L’aspetto inquietante di questo assalto all’interiorità, che deriva dall’eclissi del sentimento del rispetto e della discrezione, è che tale assalto non viene respinto dall’individuo, ma, nella maggior parte dei casi, viene sollecitato. Il pudore è scomparso e, se un tempo ci si preoccupava di difendere con le unghie e con i denti la propria vita privata e interiore dagli occhi degli altri, ora invece si darebbe qualsiasi cosa pur di ostenderla via satellite. Il politico ama farsi ritrarre nell’intimità della sua casa, con moglie e figli, parla dei propri sentimenti privati, utilizzandoli come strumenti di consenso. Cresce la gente comune che brama di portare in televisione i propri problemi personali, le liti tra moglie e marito, i conflitti con i figli. Molti fatti di violenza vengono compiuti al fine di poter “apparire” sui mezzi di informazione. Perfino gli uomini religiosi, un tempo così attenti a custodire il santuario dell’anima, rispondono con disinvoltura ai giornalisti su aspetti che riguardano la vita spirituale di singole persone. Se questa è la logica dominante, è facile capire come a poco servano i richiami a rientrare in se stessi: rientrare dove, se non c’è più un dentro perché tutto è fuori, se il dentro è solo un buco nero, tutto vuoto?
Interiorità e libertà
Non si può pensare che questa dinamica perversa abbia effetti solo sulla vita personale e sui costumi dei singoli, i suoi risvolti sociali e politici sono evidenti. Senza uno spazio per l’interiorità umana infatti non è solo a rischio ogni esperienza religiosa o artistica o filosofica, ma sono a rischio anche le relazioni sociali primarie, i rapporti familiari e di amicizia che possono reggere ed essere autentici solo se si fondano su una comunicazione singolare tra interiorità e non certo su di una comune ostensione pubblica di vuotezze. È a rischio il pensiero critico concepito come un pensare con la propria testa, come un dare significati autonomi alla vita e alle esperienze, e non solo come esecuzione di più o meno sofisticate operazioni cerebrali. È a rischio la formazione della volontà politica attraverso il ragionamento e il confronto: è giusto discutere sul problema dell’informazione di concentrazione e pluralismo, ma perché non parlare anche di come l’informazione contemporanea sta modificando alla radice la formazione della volontà politica, un tempo affidata al rapporto interpersonale, ed ora consegnata sempre più alla relazione tra individuo anonimo e televisione? E ancora: con la scomparsa dell’interiorità è a rischio la libertà, se questa non è intesa come semplice capacità di selezionare le offerte del mercato, ma come reale capacità di iniziativa, di dare inizio a qualche cosa e non semplicemente di portare a termine un comando. Senza lo spazio dell’interiorità in cui rifugiarci e maturare la ribellione, che cosa ci potrà sottrarre all’arbitrio del tiranno? Qui si vede l’ultimo esito “totalitario”, non necessariamente voluto da qualcuno, di una società che vedesse scomparire lo spazio dell’interiorità.
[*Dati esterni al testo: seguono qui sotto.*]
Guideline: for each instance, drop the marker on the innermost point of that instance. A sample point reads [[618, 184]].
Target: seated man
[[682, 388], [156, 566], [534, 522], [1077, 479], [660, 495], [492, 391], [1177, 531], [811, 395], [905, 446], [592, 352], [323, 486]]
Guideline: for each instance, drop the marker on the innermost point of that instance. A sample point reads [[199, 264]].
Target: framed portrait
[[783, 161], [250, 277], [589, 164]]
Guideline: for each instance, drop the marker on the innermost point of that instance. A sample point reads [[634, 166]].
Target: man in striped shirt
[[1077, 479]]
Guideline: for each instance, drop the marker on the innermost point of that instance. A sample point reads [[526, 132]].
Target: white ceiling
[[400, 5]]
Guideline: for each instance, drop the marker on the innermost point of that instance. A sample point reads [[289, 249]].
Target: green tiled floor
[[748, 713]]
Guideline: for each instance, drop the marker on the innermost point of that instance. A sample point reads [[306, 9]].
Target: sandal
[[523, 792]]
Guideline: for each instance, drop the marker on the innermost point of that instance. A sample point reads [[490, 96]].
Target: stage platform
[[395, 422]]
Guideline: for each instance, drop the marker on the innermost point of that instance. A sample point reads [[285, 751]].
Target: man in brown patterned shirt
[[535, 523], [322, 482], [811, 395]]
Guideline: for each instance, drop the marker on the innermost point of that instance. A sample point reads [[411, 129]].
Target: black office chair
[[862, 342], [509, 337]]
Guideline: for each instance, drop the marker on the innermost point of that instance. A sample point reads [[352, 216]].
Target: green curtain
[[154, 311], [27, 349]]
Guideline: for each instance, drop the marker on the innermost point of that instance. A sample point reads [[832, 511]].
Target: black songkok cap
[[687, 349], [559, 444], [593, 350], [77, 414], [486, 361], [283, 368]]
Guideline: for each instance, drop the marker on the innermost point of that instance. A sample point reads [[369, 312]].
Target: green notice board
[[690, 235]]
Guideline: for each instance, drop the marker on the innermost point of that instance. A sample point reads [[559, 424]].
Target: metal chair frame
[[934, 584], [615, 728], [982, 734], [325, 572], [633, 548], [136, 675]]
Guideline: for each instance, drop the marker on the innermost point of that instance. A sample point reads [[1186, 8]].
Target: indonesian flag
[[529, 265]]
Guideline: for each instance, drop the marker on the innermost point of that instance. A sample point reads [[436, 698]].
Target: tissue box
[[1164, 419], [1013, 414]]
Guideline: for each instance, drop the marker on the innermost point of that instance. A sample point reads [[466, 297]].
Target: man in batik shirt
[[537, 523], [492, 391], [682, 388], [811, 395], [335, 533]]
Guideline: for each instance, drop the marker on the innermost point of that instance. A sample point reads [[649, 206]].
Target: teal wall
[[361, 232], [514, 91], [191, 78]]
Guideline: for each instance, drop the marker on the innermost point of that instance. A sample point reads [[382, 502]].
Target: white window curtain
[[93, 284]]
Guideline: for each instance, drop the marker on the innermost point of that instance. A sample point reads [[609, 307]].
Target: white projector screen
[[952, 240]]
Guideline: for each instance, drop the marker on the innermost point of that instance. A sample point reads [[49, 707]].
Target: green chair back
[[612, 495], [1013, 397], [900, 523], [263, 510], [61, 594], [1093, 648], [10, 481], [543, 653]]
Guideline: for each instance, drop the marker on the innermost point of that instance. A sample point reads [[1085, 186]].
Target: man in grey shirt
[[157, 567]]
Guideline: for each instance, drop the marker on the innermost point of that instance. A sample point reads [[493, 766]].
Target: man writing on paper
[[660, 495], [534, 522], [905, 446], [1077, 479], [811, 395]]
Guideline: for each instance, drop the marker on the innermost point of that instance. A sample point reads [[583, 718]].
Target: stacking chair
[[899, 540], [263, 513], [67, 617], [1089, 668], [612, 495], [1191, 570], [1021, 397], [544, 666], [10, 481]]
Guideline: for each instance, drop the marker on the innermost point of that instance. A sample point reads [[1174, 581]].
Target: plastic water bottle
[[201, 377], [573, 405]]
Ecco perché lo sforzo di costruzione di una nuova cultura politica difficilmente può evitare di confrontarsi su questo tema, col tema apparentemente così impolitico dell’interiorità. Senza la possibilità di una vita interiore è vuoto infatti parlare di libertà e di centralità della persona, e tutte le costruzioni che prescindano da questo elemento rischiano di essere pura ingegneria o architettonica astratta: progetti di case senza abitanti.
Non che si voglia dire che è la politica che può risolvere questo problema, al contrario essa può poco, forse quasi nulla, ma essa deve in ogni caso tenerne conto nel modo più serio e rigoroso. Può molto invece l’azione culturale e sociale, anche se l’abbraccio del sistema e dei suoi mezzi di produzione e informazione sembra soverchiante.